The truth is out there when it comes to the Aussie bush’s greatest mystery.
Like most Australians, Dean Harrison didn’t pay much heed to stories of yowies – the hairy man-beasts that figure in bush legend, scary camp fire stories and pub jokes. But, he says, that scepticism had to end after a series of terrifying encounters – and even a bizarre friendship – that forced him to accept what mainstream science so far won’t: yowies are real.
Arriving at his home in Mount Tamborine, Qld, late one evening in 1995, Dean says he witnessed something that changed the course of his life forever. Getting out of the car, he heard a commotion down by the back fence – a growling sound followed by the noise of large branches snapping violently. Going to investigate, what he saw stopped him dead in his tracks – the silhouette of a huge, hairy bipedal animal.

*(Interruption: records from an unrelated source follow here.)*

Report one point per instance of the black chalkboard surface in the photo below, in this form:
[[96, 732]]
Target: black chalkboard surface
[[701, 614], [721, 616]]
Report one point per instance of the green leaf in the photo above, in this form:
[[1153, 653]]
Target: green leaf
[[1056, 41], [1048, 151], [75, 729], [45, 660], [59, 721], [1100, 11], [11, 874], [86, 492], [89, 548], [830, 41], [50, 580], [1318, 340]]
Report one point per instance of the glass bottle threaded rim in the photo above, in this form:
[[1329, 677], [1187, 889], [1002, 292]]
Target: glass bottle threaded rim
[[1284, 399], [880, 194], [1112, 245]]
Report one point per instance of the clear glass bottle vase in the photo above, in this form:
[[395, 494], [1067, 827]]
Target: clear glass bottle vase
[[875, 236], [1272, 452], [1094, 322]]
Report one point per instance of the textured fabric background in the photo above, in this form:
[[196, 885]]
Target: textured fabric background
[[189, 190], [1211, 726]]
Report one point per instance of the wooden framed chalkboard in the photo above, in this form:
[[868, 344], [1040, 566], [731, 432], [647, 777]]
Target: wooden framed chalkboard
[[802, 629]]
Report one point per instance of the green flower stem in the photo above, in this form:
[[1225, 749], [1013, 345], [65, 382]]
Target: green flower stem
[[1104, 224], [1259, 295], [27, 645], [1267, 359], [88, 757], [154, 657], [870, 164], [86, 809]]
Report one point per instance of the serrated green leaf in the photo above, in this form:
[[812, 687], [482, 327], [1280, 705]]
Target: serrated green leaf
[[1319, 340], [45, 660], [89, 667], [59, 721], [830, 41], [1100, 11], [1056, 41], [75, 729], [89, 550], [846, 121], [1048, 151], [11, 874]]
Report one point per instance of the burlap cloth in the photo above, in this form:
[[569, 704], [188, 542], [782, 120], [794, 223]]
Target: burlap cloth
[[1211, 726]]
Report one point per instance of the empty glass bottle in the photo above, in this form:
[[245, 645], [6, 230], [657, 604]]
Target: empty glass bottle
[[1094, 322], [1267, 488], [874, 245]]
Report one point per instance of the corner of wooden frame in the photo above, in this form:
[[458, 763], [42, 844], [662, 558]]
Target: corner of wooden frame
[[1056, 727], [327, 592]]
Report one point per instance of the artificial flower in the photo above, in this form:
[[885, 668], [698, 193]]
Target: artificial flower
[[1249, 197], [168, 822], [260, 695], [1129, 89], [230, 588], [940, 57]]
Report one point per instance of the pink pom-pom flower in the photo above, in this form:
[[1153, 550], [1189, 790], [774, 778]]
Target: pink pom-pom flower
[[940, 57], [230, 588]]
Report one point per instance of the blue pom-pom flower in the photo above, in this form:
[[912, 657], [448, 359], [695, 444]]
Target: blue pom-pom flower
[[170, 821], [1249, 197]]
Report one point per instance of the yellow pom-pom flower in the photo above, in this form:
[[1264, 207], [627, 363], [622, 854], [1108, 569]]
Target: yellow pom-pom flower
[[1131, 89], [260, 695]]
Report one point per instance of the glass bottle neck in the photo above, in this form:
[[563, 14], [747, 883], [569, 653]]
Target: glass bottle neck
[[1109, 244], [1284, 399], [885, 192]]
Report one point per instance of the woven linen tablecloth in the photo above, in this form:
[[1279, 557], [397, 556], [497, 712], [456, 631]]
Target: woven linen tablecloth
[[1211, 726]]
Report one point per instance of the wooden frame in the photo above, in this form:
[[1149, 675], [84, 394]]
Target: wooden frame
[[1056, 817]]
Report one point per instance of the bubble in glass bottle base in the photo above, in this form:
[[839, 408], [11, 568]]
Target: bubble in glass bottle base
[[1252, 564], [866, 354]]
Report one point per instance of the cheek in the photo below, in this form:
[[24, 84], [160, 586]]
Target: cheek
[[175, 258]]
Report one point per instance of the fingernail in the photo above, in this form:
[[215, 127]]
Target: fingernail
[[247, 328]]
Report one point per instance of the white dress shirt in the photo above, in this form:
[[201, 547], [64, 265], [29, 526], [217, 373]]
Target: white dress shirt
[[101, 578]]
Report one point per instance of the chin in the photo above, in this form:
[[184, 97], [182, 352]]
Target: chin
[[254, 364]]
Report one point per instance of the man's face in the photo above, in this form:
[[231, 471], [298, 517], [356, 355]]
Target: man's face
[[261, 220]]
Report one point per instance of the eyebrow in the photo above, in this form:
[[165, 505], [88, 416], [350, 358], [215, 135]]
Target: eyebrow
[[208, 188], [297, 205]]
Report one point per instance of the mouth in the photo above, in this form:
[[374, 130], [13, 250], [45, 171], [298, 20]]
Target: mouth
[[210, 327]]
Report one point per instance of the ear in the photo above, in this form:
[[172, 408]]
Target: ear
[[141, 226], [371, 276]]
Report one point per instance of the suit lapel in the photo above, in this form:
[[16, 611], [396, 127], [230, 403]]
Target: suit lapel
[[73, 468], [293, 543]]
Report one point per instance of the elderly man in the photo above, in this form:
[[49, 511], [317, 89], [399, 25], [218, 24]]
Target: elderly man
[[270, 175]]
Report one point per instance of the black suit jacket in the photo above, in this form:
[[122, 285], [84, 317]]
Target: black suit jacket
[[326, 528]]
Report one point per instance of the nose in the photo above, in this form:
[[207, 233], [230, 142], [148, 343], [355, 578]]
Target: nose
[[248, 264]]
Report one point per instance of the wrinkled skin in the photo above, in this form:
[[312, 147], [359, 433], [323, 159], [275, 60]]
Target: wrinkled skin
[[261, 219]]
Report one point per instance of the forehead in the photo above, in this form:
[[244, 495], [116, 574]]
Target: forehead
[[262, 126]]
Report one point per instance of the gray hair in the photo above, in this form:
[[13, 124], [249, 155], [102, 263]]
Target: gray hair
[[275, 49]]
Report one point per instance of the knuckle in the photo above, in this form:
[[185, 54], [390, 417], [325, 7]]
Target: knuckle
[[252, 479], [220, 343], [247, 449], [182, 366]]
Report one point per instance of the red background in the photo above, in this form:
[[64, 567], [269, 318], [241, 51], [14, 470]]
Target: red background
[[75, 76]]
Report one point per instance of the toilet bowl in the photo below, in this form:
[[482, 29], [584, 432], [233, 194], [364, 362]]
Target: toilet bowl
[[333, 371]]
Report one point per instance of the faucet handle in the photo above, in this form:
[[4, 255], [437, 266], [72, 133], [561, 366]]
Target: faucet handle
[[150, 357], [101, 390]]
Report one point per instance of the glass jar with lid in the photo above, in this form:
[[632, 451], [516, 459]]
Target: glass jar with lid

‘It was crashing around on two feet, pulling out small trees by the roots,’
Dean recalls of the hulking ape-like creature. Shocked and fearing for his safety, he quickly let himself inside and tried to come to terms with what he had seen. Finding little information on the subject, Dean decided to move on with his life.
But two years later he endured an encounter he could not as easily dismiss. In June 1997, having moved north to Ormeau, Dean was going for his evening jog when noises in the bush caught his attention.
‘It was coming towards me and being really, really sneaky about it,’ he says of the eerie realisation he was being stalked.
‘I felt a chill travelling from my feet right up my spine. I knew instinctively that something was very, very wrong.’
And he says his instincts were right, as he noticed a huge shape looming in the darkness – which then let out an ear-shattering roar.
‘I ran. It was following me along the bush line and it was screaming,’ he recalls of the terrifying incident.
‘At that moment I thought: “That’s it, I’m dead.”’ Dean claims the yowie made a grab for him as he scrambled to safety on a well-lit nearby highway. Unwilling to come out into the open, the figure retreated back into the thick of the trees.
Tired of the lack of open discussion about the phenomenon, Dean started Yowie Hunters, Australia’s only dedicated yowie research organisation. Through this he met Blue Mountains man
Neil Frost, who the Queenslander says introduced him to a specimen that became his friend.
‘Neil had a yowie in his back valley that he dubbed Flatfoot,’ says Dean, 42. ‘He felled all the trees around his home because it was getting too close. He used to say: “I don’t know whether he’s watching us through the lounge room window or if he’s watching TV.”’
Learning about Flatfoot on visits to Neil’s property, Dean says he struck up a friendly connection with the apparent juvenile yowie.
‘He was quite the character, like a little kid. His hair was a reddish-brown colour, and all he wanted to do was play,’ he says.
‘We’d play this game where he’d come up from the valley, going from tree to tree to see how far he could get before I noticed.
‘Sometimes he’d jump out from behind a tree and then run off.’
While at least one subsequent encounter in Kilkivan, Qld, was far less fun – Dean says he was knocked to the ground by a highly aggressive yowie after being called in by a terrified couple whose caravan had been attacked – he is encouraged by the large number of witnesses who have contacted him, eager to tell their stories without fear of ridicule.
‘The majority of the population have never seen a yowie and it’s easy to make a mockery of people who have because you just don’t understand,’ he says.
‘People say they don’t exist. These people just don’t have the knowledge or information to make that call. If they had the information that we have they’d be firm believers.’